Introduction and Motivation

Technology grows exponentially smaller over time to meet the increasing demands of performance and portability across various industries; these include medicine, consumer products, electronics, aerospace, automotive, defense, and many others. Such shifts in technology have been made possible by ongoing research on the harnessing of scientific phenomena to perform material addition, removal, and/or modifciation at increasingly small size scales. The mission of the UC Micro and Nano Manufacturing Laboratory is to expand the horizons of what is possible in manufacturing at these size scales by researching the relevant fundamental scientific phenomena that make these processes work. Examples of prior work can be seen in Figure 1

Diagrams of micro 3-D printing

Figure 1. Micro and nano manufacturing processes studied in the UCMAN laboratory

Electro-discharge machining (EDM)

When you hear the word “machining”, usually you imagine conventional machining methods in a machine shop that use cutting tools: lathes, drills, mills, and so on. Electro discharge machining (EDM) is a nontraditional method of machining that uses the principle of spark erosion to remove material. EDM can take the form of die-sinking EDM (analogous to a drill press, as seen in Figure 2 and Figure 3), or wire EDM (analogous to a band-saw, as seen in Figure 4). This goal of this project is for the student to create a functioning wire EDM system.

Machine with sparks flying

Figure 2. Sparking from electro discharge machining (image source: atlantaedm.com/articles/a8-history-of-edm.php)

The working mechanism behind EDM, whether it is operated in a die-sinking or wire method, is achieved by placing two electrodes, a tool and a substrate, in a dielectric fluid. When a high voltage is applied to the electrodes and they are sufficiently close, the dielectric breaks down and a spark occurs across the fluid, causing machining to occur, as illustrated in Figure 3.

Schematic of EDM system and spark erosion

Figure 3. Schematic of EDM system and spark erosion (image source: me-mechanicalengineering.com/electric-discharge-machining/ )

The laboratory has all the starting materials needed for a working EDM system:

  • Tool, substrate, and dielectric materials
  • Three linear stepper motor stages for a 3-axis stage
  • Power supplies
  • Input/output boards of several brands to allow for computer sensing and control of hardware (Arduino, National Instruments, Raspberry Pi)
  • Electronic circuit components such as wires, transistors, capacitors, alligator clips, resistors, and so on
  • Troubleshooting tools including a multimeter, oscilloscope, and current probe
Schematic of wire EDM

Figure 4. Schematic of wire-EDM (image source .engineersedge.com/edm.shtml)

The task of the student is to automate a working wire EDM system from the materials available in the laboratory. The wire EDM configuration is shown in Figure 4, where the “tool” is a wire moving through a set of spools and able to cut the entire cross-section of the substrate.

Learning opportunities for students

Participating in this project will expose the undergraduate student to hands-on, interdisciplinary research.
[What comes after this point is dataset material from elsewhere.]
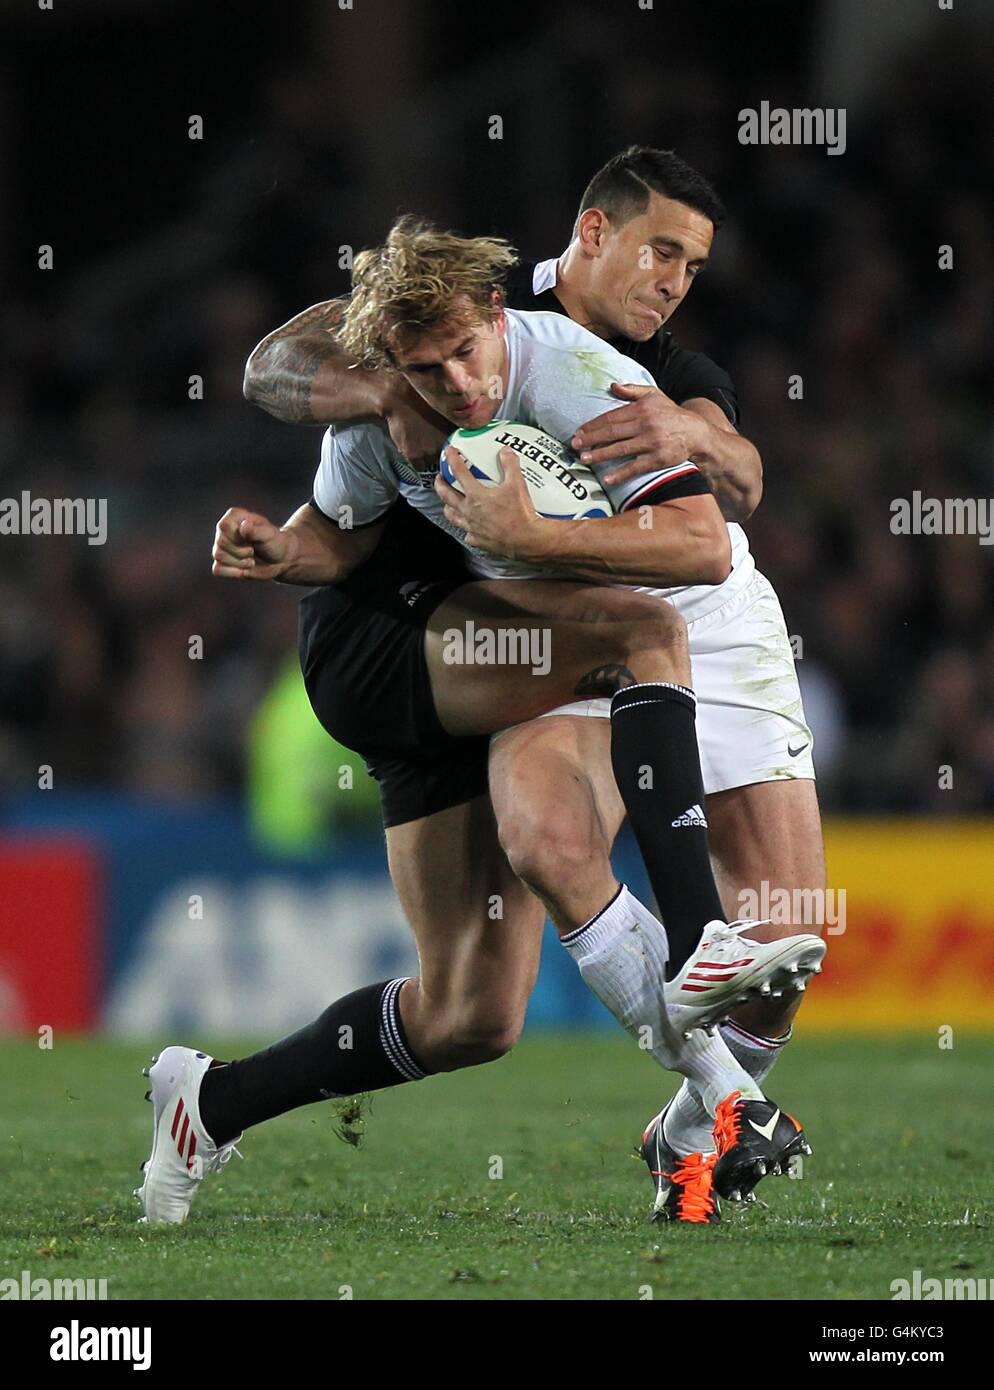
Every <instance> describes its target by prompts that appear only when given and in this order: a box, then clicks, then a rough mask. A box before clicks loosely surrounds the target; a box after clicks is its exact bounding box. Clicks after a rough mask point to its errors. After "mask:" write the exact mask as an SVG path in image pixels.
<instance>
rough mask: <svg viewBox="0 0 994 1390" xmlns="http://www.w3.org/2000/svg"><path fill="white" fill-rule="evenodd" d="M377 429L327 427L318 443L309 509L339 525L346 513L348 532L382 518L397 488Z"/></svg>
mask: <svg viewBox="0 0 994 1390" xmlns="http://www.w3.org/2000/svg"><path fill="white" fill-rule="evenodd" d="M384 434H385V431H384V430H382V427H381V425H375V424H361V425H331V427H329V428H328V430H327V431H325V435H324V439H323V441H321V461H320V463H318V466H317V473H316V474H314V492H313V496H311V499H310V500H311V506H314V507H317V510H318V512H321V513H323V514H324V516H325V517H328V520H329V521H334V523H335V524H336V525H341V524H342V517H343V516H346V514H348V513H343V510H342V509H345V507H349V509H350V523H349V524H350V528H356V527H363V525H373V523H374V521H380V520H381V518H382V517H385V516H386V513H388V512H389V509H391V507H392V506H393V503H395V502H396V499H398V495H399V491H400V489H399V486H398V482H396V478H395V477H393V475H392V471H391V467H389V461H388V457H386V442H385V439H384V438H381V436H384Z"/></svg>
Students will build have the opportunity to build rare and valuable skills in studying physical phenomena from first-principles, experimentation characterization methods, analog hardware design, and/or modeling of the process at the atomic scale. Fundamental research skills will be covered including literature review, presentation, and report writing. The undergraduate student will also be encouraged to begin building a professional body of research work by presenting the work at either a conference and/or preparing a paper for journal publication.
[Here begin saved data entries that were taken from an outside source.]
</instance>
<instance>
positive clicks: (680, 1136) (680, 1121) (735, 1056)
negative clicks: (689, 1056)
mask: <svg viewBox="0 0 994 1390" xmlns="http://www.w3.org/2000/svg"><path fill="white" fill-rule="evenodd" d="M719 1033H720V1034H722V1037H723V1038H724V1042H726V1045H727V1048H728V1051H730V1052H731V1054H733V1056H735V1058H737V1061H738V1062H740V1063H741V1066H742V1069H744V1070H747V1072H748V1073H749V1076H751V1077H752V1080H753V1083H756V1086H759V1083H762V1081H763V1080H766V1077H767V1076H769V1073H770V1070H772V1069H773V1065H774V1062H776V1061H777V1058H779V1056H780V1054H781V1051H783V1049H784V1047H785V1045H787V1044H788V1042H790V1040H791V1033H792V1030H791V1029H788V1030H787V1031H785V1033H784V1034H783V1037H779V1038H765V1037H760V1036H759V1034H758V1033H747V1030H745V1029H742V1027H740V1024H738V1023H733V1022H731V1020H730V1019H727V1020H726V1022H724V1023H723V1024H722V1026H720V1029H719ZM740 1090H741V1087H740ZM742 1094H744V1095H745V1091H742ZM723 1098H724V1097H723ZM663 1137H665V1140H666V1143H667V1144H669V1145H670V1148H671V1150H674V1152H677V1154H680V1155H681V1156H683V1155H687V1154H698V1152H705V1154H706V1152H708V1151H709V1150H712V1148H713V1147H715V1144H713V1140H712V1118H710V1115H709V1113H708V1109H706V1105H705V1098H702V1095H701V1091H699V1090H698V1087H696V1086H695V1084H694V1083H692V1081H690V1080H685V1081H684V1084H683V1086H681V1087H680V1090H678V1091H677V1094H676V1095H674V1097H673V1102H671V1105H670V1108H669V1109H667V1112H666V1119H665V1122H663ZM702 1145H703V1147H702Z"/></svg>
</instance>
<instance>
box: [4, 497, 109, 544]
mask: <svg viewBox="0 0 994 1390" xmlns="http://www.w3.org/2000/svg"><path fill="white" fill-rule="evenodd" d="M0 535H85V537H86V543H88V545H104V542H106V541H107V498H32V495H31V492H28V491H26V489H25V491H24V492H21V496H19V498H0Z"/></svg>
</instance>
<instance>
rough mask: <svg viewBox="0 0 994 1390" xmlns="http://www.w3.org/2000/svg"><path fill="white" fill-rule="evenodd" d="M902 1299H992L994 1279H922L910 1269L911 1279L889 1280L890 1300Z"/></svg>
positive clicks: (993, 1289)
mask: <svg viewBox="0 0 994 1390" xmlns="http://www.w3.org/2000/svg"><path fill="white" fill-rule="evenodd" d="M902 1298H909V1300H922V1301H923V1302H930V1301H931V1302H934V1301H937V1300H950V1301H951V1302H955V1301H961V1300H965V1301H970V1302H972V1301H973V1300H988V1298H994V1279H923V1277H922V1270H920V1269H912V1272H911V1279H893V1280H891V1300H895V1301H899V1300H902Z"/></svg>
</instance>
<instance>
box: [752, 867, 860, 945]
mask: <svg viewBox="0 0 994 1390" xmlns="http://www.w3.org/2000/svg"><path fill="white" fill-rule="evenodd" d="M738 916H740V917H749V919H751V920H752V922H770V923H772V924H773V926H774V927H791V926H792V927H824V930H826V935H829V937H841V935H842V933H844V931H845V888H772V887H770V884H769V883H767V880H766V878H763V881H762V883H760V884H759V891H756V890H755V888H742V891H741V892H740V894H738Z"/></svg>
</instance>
Final deliverables will include

  • Experimental proof-of-concept on student-determined CAD files
  • Documentation on the problem-solving process 

Students will gain exposure to

  • Providing new knowledge on an emerging manufacturing technique
  • Conducting a literature review
  • Hands-on experiments with the electro-discharge setup and hardware
  • Coding  algorithms
  • Problem solving
  • An excellent opportunity to exercise your initiative, creativity, critical thinking, scientific judgment, scientific knowledge, problem solving, and teamwork skills
Headshot of Murali Sundaram

Murali Sundaram

Professor, CEAS - Mechanical Eng

631 Rhodes Hall


Dr. Murali Sundaram is a Professor in the Department of Mechanical and Materials Engineering at the College of Engineering, University of Cincinnati. He has over 25 years of professional experience that includes ten years of industrial experience in precision manufacturing and three years of postdoctoral research experience in micro and nanomanufacturing. Dr. Sundaram is a recipient of a Faculty Early Career Development (CAREER) Award from the National Science Foundation. His research interests include Additive Manufacturing, Nano-Manufacturing, Nontraditional Machining, Micromachining, Hybrid Machining, CAD/CAM, Metrology and Process Simulation. Dr. Sundaram is advising/ has co-advised over 25 graduate students (including 6 Ph.D. students) and several undergraduate students. He has authored five book chapters and over 100 refereed publications. Dr. Sundaram serves as Associate Editor of SME's Journal of Manufacturing Processes and is an International Editorial Review Board member of the International Journal of Manufacturing, Materials and Mechanical Engineering. Dr. Sundaram is a member of ASME and SME.